Full-time adjuncts increase by 27.5% since 2003
Editor's note: This is the third story in a five-part series examining the prevalence of adjunct faculty at Central Michigan University.
They come in many forms.
Whether part-time or full-time, some are simply passers-by, whereas others just might last awhile.
And somewhere in the office corridor of Anspach Hall, you will find one filed away between the manila walls and stacks of yellow legal pads.
Mark Shelton is a temporary instructor in the philosophy and religion department, but do not let his title fool you. He has been at Central Michigan University for the last seven years and knows firsthand the meaning of the term.
"Temporaries come in so many different types and they're such a fracturing of why, "temporaries," are used in various sorts of places," Shelton said. "That here's no clear solution to what is being done."
Nationwide, contingent, adjunct, or as CMU coins the term, "temporary faculty," are increasingly making careers out of a position that was designed to exist for just a short time.
At CMU, full-time temporaries have increased by 27.5 percent from 2003 to 2008, based on data kept by faculty personnel services. Last semester, temporary faculty such as Shelton made up 20.9 percent of the 1,042 total faculty on campus.
Shelton said this narrow set of temporaries at CMU has experienced a consistent series of annual reappointments.
"As the professional associations would say, this is not a staffing gap that you're filling on a temporary basis," he said. "There is no real tendency to let these people go, yet they're strung along."
John Curtis, American Association of University Professors director of research and public policy, said this increase in full-time temporaries is troublesome for the faculty, administrators and students alike.
"What you end up with is a faculty work force that is not in a position to question the authority," he said. "In many cases, they can be dismissed or technically non-renewed at the end of an academic year. They really have no (job) security."
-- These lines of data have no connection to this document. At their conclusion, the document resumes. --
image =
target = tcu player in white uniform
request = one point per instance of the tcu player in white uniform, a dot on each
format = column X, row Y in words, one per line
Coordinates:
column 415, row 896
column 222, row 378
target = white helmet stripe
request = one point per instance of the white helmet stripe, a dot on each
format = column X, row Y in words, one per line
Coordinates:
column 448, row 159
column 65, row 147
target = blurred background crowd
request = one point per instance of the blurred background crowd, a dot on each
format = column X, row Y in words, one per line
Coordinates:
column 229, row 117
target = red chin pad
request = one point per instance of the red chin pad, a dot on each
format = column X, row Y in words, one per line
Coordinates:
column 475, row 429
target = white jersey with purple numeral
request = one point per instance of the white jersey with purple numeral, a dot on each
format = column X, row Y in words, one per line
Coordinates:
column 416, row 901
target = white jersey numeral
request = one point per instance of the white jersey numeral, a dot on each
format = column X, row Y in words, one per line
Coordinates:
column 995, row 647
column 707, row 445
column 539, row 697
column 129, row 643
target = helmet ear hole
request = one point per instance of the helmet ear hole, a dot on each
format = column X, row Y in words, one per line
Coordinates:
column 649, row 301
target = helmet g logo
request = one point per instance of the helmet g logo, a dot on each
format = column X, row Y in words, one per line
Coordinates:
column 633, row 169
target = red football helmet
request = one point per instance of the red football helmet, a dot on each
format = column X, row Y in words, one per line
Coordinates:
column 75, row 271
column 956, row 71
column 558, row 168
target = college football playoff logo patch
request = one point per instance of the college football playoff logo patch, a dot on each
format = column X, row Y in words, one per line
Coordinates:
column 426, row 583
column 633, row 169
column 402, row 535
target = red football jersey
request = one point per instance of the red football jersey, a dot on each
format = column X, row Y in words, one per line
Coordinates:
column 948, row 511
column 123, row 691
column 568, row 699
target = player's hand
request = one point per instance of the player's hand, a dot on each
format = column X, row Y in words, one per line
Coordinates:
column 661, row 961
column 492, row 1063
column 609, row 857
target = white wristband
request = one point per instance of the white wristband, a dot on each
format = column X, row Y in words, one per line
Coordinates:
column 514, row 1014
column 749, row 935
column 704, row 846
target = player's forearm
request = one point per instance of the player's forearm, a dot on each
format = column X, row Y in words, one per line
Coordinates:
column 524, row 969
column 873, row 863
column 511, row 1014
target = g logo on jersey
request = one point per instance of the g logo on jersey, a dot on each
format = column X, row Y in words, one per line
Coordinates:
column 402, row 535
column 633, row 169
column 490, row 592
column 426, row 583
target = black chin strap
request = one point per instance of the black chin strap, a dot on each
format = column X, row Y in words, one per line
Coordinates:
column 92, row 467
Temporaries can, under contract, carry more class loads than their tenured and tenure-track colleagues and can do so for less money, Shelton said.
English chairwoman Marcy Taylor said the temporaries in her department have been at CMU for a average of five to 10 years.
"So they're not really temporary faculty in that sense. They are permanent adjuncts with yearly contracts," she said. "It really was designed to alleviate maybe an opening you fill on a semester basis or if you have an enrollment increase that you did not anticipate. It was not intended to be a permanent position."
Temporary or adjunct?
Not all temporaries at CMU and nationwide are stuck in reoccurring appointments.
Bob Martin, associate vice provost of faculty personnel services, said an adjunct receiving a subsequent string of yearly appointments falls under the actual definition of a adjunct faculty member.
Because of this, he said temporary systems are still used as intended.
"Most of our temporary faculty are indeed temporary," Martin said. "They are of indeed part-time, and frankly, there is a component of coming and going to their employment."
Some temporaries simply travel to and from institutions, maybe even instructing at multiple locations.
Thomas Masterson, interim dean of the Herbert H. and Grace A. Dow College of Health Professions, said he once started as an "academic gypsy" and instructed temporarily at a few other schools before he landed a tenure-track position.
"The nice part about doing it is it allows you to teach classes and gives you a leg up on another candidates in the pool," Masterson said. "Most of my friends went to two or three different institutions in the 1990s."
No excuses
There is no particular excuse for how the temporary system is handled, Shelton said, and despite the continued support of reappointments, there are serious drawbacks to the way the administration treats these positions.
"It really is a case that seems more out of out right exploitation in the most obvious sense of the term because they know they can get by with it financially and so they're doing it," he said. "It wouldn't cost them that much money to rectify it. So yes, they're making money by doing this."
A crucial disadvantage to temporary positions, Shelton said, is the lack of opportunity they have to do professional research through CMU, because it is not in a temporary job description.
Having received his terminal degree from Harvard University, he said temporaries have just as much interest and ability to conduct research as regular faculty. In order to progress professionally, he said, he would be expected to produce research material, despite the fact there is little time to do so.
"Yes, one can keep the job as far as CMU is concerned without doing research," Shelton said. "But, at the academic level people are generally interested in this kind of work because they are interested in doing work in their field, not merely teaching courses." Masterson said temporaries that do research on the side of instruction might have access to available university labs, among other things.
"If somebody came up to me for a $500 (research) grant, I'd seriously consider it," Masterson said.
Temporaries in health professions are treated as equals among tenured and tenure-track faculty, he said, and their instructional responsibilities are no different because temporaries teach whatever their expertise is.